Il a quitté MakeMyTrip en 2010. « J'ai passé 10 ans chez MMT et j'ai senti que j'avais fait tout ce que je pouvais. Je faisais partie de l'équipe qui nous a vus sur le Nasdaq et il était donc temps de passer à autre chose », a déclaré Sachin.

Deux ans plus tard, il a cofondé TrulyMadly - sa deuxième manche réussie. Lorsqu'on lui a demandé comment il avait réussi à éviter la complaisance, il a cité Einstein, qui a dit un jour: "Je n'ai pas de talents particuliers, je suis juste passionnément curieux". "C'est ce qui me définit vraiment et me pousse à essayer de nouvelles choses et de nouvelles idées. Les startups, les jeunes équipes et les nouvelles technologies sont ce qui me motive et entretient le feu en moi », a déclaré Sachin.

Il croit qu'il est absolument impératif pour tout entrepreneur de garder l'esprit vivant, car cet esprit est ce qui les maintient excités et les motive à continuer face à l'adversité.

Sachin est également un investisseur providentiel actif et a investi dans des entreprises comme Catch That Bus, CrudeArea, LocalOye, WeAreHolidays et Little Black Book Delhi.

Il a débuté sa carrière chez Nuchem-Weir, une joint-venture avec participation au capital entre le Nuchem Group of India et Weir Westgarth of Scotland. Par la suite, Sachin a travaillé pour Grey Advertising à New Delhi et à Mumbai. Il a ensuite géré les initiatives de marketing pour AMF Bowling Inc - un opérateur de bowling basé au Royaume-Uni - avec un accent sur l'Inde et l'Asie du Sud, avant de fonder MakeMyTrip.

Sachin est titulaire d'un baccalauréat en commerce de DU. Il est un chevronné passionné d'eau vive et a navigué sur la plupart des rivières de l'Inde.
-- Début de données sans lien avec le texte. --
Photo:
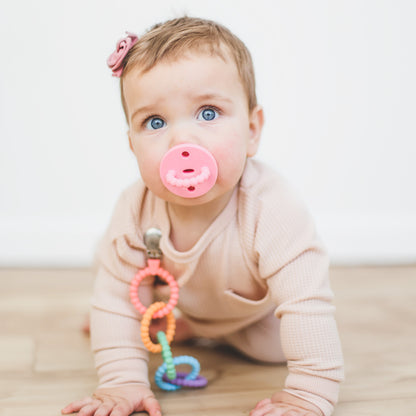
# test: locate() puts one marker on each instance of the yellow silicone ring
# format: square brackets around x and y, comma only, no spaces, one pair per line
[145,324]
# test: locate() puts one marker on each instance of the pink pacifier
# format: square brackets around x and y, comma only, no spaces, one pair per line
[188,170]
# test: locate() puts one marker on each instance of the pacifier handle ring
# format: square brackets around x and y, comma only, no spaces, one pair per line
[154,269]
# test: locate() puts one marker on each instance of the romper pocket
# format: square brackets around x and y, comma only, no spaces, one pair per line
[242,307]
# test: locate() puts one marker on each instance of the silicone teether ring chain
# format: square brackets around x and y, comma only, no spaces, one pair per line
[166,376]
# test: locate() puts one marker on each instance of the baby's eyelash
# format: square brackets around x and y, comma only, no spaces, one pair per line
[213,107]
[146,119]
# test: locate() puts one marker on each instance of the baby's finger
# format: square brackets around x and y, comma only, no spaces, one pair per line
[89,409]
[76,406]
[104,410]
[262,403]
[152,406]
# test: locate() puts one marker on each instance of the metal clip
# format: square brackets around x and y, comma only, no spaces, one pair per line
[151,240]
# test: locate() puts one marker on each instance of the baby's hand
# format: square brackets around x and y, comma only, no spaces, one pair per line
[119,401]
[284,404]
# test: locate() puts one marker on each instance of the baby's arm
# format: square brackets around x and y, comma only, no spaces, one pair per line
[120,357]
[309,335]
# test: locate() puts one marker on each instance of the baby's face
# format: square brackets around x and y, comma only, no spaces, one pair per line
[198,100]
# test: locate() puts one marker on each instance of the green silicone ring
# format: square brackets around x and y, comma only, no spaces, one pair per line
[167,355]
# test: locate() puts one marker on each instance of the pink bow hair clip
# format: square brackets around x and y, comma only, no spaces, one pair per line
[115,60]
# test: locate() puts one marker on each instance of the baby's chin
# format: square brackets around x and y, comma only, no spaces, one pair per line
[210,197]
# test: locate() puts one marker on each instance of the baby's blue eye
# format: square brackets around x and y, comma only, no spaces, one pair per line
[155,123]
[208,114]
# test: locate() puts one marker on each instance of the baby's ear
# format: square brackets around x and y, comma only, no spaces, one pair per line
[130,144]
[256,126]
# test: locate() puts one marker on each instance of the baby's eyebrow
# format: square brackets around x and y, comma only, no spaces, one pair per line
[144,109]
[213,96]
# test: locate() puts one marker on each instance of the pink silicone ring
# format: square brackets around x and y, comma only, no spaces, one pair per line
[188,170]
[152,270]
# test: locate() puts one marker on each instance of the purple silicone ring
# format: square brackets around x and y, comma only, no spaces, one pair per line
[181,380]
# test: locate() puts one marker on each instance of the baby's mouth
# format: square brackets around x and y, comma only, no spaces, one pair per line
[188,170]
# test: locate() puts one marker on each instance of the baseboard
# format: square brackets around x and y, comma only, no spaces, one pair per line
[70,242]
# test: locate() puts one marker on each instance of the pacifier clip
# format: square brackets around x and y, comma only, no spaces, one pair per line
[166,376]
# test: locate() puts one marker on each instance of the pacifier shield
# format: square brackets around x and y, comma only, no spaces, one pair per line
[188,170]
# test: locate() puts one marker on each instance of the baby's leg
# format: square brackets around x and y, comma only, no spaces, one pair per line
[259,341]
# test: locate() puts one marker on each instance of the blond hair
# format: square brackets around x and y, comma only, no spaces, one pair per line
[173,38]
Sandeep Aggarwal : du shopping au Vrooming

Sandeep Aggarwal est un investisseur providentiel actif, un philanthrope et un visionnaire d'Internet. Son sens aigu des affaires, sa solide connaissance du domaine et sa passion indéfectible de ne jamais abandonner l'ont aidé à passer du statut d'associé chez Kotak Securities à celui de fondateur de Shopclues et Droom. Il est actuellement le fondateur et PDG de Droom - un marché pour les automobiles. Il a fondé ShopClues en 2011 et a démissionné de son poste de PDG en octobre 2013.

Ce diplômé MBA de l'Université de Washington à St. Louis - Olin Business School a commencé sa carrière en tant qu'associé chez Kotak Securities en 1995, puis a progressivement gravi les échelons professionnels; travailler avec des entreprises comme Charles Schwab, Microsoft, Citigroup et Caris & Company, avant de se lancer dans son parcours entrepreneurial.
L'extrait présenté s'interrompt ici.